D’autres cas similaires ont été signalés le même jour au Sud-Kivu : plus de 20 jeunes ont été enlevés dans le groupement de Lugendo, territoire de Kabare, selon les informations recueillies par le ministère. Les autorités congolaises dénoncent l’utilisation de ces captifs comme boucliers humains, ainsi que des actes d’intimidation et d’extorsion. « Les jeunes ainsi capturés sont extorqués, menacés, isolés de leurs familles et parfois utilisés comme boucliers humains, en violation flagrante du droit international humanitaire », a fustigé la ministre.

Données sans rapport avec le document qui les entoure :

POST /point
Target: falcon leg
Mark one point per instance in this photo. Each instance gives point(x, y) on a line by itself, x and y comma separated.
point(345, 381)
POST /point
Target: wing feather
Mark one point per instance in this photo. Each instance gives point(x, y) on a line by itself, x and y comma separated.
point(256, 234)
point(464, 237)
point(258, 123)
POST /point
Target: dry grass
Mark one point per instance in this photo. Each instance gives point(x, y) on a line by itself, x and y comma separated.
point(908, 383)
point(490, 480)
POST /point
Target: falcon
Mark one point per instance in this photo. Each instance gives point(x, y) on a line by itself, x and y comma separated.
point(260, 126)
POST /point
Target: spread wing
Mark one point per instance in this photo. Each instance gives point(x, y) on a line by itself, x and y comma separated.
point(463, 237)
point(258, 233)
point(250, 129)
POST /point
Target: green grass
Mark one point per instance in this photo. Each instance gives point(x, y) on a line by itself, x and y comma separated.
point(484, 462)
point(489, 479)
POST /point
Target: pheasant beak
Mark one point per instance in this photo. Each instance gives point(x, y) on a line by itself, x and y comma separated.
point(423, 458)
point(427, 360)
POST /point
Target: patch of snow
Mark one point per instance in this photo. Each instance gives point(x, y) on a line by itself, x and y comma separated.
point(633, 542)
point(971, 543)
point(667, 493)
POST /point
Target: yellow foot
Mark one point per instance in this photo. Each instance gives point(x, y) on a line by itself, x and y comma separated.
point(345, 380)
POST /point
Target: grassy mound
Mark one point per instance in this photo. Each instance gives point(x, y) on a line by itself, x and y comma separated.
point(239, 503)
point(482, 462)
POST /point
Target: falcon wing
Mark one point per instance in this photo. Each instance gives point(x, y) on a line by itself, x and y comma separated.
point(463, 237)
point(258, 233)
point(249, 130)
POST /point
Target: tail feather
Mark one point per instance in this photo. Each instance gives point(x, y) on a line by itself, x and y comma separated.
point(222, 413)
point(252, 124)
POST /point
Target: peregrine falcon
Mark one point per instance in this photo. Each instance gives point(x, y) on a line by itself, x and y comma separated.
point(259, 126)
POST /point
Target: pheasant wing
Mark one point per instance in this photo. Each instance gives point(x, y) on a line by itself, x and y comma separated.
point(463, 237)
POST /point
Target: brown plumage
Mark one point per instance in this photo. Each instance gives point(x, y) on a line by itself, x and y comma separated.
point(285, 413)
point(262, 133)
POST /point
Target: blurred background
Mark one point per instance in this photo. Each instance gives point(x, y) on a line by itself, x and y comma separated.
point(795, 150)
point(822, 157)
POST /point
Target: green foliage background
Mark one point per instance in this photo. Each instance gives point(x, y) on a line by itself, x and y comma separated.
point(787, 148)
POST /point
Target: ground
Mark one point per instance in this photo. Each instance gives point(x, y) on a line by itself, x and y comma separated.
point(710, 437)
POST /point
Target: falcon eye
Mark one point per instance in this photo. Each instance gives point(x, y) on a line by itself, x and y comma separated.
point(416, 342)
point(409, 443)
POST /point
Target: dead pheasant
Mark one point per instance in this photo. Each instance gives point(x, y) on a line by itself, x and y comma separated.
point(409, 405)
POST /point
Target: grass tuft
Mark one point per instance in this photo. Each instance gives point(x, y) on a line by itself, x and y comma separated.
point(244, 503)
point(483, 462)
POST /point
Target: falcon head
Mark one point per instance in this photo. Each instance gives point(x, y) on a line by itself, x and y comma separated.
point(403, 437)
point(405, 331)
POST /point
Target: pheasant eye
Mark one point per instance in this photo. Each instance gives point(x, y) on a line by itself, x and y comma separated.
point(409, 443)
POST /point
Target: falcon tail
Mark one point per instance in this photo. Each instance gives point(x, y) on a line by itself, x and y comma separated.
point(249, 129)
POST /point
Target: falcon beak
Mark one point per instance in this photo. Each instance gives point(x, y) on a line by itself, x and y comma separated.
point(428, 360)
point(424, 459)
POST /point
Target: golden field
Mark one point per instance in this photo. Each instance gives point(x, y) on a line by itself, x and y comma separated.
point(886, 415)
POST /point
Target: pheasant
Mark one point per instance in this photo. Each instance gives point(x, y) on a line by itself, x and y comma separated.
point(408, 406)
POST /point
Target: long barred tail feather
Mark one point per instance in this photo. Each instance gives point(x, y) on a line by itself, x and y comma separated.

Face à cette situation alarmante, Chantal Chambu appelle à une enquête indépendante de la Commission des Nations unies aux droits de l’homme pour identifier et poursuivre les responsables de ces actes. « Nous condamnons fermement ces exactions », a-t-elle déclaré, réaffirmant la volonté du gouvernement de « protéger, restaurer et faire respecter la dignité, la sécurité et les droits de la population, particulièrement dans les zones en conflit ».